Processing, Analyzing and Learning of Images, Shapes, and Forms: Part 2
Title | Processing, Analyzing and Learning of Images, Shapes, and Forms: Part 2 PDF eBook |
Author | |
Publisher | Elsevier |
Pages | 706 |
Release | 2019-10-16 |
Genre | Mathematics |
ISBN | 0444641416 |
Processing, Analyzing and Learning of Images, Shapes, and Forms: Part 2, Volume 20, surveys the contemporary developments relating to the analysis and learning of images, shapes and forms, covering mathematical models and quick computational techniques.
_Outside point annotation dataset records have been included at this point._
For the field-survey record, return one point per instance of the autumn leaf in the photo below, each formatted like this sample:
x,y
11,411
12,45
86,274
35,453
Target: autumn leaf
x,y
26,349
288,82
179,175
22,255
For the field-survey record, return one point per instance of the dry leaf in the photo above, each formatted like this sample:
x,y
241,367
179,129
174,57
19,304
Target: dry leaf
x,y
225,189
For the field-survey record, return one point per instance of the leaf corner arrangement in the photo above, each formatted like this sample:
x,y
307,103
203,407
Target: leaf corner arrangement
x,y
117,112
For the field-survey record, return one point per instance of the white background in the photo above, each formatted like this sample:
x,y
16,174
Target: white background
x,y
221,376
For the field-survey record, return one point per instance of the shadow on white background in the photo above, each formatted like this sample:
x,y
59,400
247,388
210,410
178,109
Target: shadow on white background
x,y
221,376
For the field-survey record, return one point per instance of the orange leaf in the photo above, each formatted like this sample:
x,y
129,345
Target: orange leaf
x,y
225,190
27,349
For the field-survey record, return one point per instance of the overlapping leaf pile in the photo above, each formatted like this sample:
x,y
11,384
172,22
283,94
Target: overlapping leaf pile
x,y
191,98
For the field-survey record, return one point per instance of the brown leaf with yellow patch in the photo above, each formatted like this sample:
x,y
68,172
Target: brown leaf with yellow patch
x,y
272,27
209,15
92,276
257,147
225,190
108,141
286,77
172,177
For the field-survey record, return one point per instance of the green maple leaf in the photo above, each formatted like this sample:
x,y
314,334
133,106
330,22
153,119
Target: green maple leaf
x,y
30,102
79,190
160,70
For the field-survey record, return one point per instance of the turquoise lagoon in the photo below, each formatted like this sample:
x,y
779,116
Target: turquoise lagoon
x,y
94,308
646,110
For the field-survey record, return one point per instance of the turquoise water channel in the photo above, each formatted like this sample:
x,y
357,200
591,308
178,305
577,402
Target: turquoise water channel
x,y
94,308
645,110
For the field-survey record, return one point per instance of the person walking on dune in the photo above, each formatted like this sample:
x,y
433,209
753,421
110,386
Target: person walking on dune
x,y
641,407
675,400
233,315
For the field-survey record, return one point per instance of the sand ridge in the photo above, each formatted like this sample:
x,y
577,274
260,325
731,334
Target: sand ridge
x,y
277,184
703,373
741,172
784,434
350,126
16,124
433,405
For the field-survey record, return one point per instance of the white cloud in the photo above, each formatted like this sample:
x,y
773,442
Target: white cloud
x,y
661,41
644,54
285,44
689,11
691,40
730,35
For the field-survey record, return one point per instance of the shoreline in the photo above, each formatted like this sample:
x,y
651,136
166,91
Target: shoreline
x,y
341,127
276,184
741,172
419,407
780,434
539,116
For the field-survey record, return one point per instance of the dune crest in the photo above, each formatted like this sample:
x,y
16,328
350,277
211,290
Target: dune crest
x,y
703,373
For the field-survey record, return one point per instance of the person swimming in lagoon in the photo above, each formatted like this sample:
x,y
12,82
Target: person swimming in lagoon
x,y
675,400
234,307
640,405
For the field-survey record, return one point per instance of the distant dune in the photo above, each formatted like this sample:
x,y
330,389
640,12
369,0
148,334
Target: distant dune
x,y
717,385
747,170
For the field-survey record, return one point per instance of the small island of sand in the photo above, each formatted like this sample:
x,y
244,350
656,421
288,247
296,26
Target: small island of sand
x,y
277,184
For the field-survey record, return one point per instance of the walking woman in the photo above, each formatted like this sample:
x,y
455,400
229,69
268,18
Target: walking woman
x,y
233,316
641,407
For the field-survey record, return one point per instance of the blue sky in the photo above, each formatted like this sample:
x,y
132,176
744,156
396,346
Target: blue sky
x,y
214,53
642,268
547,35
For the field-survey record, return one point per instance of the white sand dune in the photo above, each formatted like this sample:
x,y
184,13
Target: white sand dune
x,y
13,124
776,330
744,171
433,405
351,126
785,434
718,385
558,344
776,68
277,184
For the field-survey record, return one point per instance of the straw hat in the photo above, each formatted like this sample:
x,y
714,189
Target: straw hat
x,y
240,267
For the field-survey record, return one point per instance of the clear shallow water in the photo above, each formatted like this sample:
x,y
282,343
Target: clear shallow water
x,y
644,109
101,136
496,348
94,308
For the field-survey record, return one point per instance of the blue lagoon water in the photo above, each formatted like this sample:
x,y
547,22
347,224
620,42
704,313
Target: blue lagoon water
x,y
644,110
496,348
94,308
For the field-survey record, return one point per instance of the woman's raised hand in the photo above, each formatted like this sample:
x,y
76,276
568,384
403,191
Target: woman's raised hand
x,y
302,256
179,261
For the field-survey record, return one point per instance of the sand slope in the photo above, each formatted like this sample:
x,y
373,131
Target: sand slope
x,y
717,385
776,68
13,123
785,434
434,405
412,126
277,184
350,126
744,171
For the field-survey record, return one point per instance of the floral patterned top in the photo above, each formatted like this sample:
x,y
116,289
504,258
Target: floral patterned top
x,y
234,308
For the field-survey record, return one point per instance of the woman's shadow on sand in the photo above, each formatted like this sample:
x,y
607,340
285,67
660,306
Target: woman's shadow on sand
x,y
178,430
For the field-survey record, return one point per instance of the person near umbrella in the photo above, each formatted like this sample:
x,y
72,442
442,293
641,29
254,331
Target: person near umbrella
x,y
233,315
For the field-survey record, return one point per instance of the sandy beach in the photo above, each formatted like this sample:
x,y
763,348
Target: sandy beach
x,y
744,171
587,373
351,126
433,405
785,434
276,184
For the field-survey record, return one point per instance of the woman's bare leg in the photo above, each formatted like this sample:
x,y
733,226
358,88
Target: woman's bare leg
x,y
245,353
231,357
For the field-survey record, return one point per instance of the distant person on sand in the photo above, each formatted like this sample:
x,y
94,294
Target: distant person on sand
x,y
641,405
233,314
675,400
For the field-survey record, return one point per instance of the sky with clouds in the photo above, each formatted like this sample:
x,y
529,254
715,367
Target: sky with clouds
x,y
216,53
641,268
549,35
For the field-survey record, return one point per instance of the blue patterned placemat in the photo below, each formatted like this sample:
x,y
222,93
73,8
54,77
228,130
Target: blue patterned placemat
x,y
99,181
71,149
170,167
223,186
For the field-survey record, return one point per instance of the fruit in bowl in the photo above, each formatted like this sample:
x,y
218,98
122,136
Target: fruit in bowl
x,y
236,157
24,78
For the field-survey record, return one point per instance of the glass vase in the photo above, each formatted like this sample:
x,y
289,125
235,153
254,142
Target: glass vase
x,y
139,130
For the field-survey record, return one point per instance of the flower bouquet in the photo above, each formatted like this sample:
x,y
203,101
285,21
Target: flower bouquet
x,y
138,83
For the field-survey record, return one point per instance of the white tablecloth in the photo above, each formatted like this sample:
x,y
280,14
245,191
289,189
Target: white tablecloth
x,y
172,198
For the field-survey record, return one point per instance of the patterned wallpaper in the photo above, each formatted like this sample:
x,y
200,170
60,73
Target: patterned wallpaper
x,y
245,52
Chapter cover Alternating Diffusion: A Geometric Approach for Sensor Fusion, Generating Structured TV-based Priors and Associated Primal-dual Methods, Graph-based Optimization Approaches for Machine Learning, Uncertainty Quantification and Networks, Extrinsic Shape Analysis from Boundary Representations, Efficient Numerical Methods for Gradient Flows and Phase-field Models, Recent Advances in Denoising of Manifold-Valued Images, Optimal Registration of Images, Surfaces and Shapes, and much more. - Covers contemporary developments relating to the analysis and learning of images, shapes and forms - Presents mathematical models and quick computational techniques relating to the topic - Provides broad coverage, with sample chapters presenting content on Alternating Diffusion and Generating Structured TV-based Priors and Associated Primal-dual Methods
Covariances in Computer Vision and Machine Learning
Title | Covariances in Computer Vision and Machine Learning PDF eBook |
Author | Hà Quang Minh |
Publisher | Springer Nature |
Pages | 156 |
Release | 2022-05-31 |
Genre | Computers |
ISBN | 3031018206 |
Covariance matrices play important roles in many areas of mathematics, statistics, and machine learning, as well as their applications. In computer vision and image processing, they give rise to a powerful data representation, namely the covariance descriptor, with numerous practical applications. In this book, we begin by presenting an overview of the {\it finite-dimensional covariance matrix} representation approach of images, along with its statistical interpretation. In particular, we discuss the various distances and divergences that arise from the intrinsic geometrical structures of the set of Symmetric Positive Definite (SPD) matrices, namely Riemannian manifold and convex cone structures. Computationally, we focus on kernel methods on covariance matrices, especially using the Log-Euclidean distance. We then show some of the latest developments in the generalization of the finite-dimensional covariance matrix representation to the {\it infinite-dimensional covariance operator} representation via positive definite kernels. We present the generalization of the affine-invariant Riemannian metric and the Log-Hilbert-Schmidt metric, which generalizes the Log-Euclidean distance. Computationally, we focus on kernel methods on covariance operators, especially using the Log-Hilbert-Schmidt distance. Specifically, we present a two-layer kernel machine, using the Log-Hilbert-Schmidt distance and its finite-dimensional approximation, which reduces the computational complexity of the exact formulation while largely preserving its capability. Theoretical analysis shows that, mathematically, the approximate Log-Hilbert-Schmidt distance should be preferred over the approximate Log-Hilbert-Schmidt inner product and, computationally, it should be preferred over the approximate affine-invariant Riemannian distance. Numerical experiments on image classification demonstrate significant improvements of the infinite-dimensional formulation over the finite-dimensional counterpart. Given the numerous applications of covariance matrices in many areas of mathematics, statistics, and machine learning, just to name a few, we expect that the infinite-dimensional covariance operator formulation presented here will have many more applications beyond those in computer vision.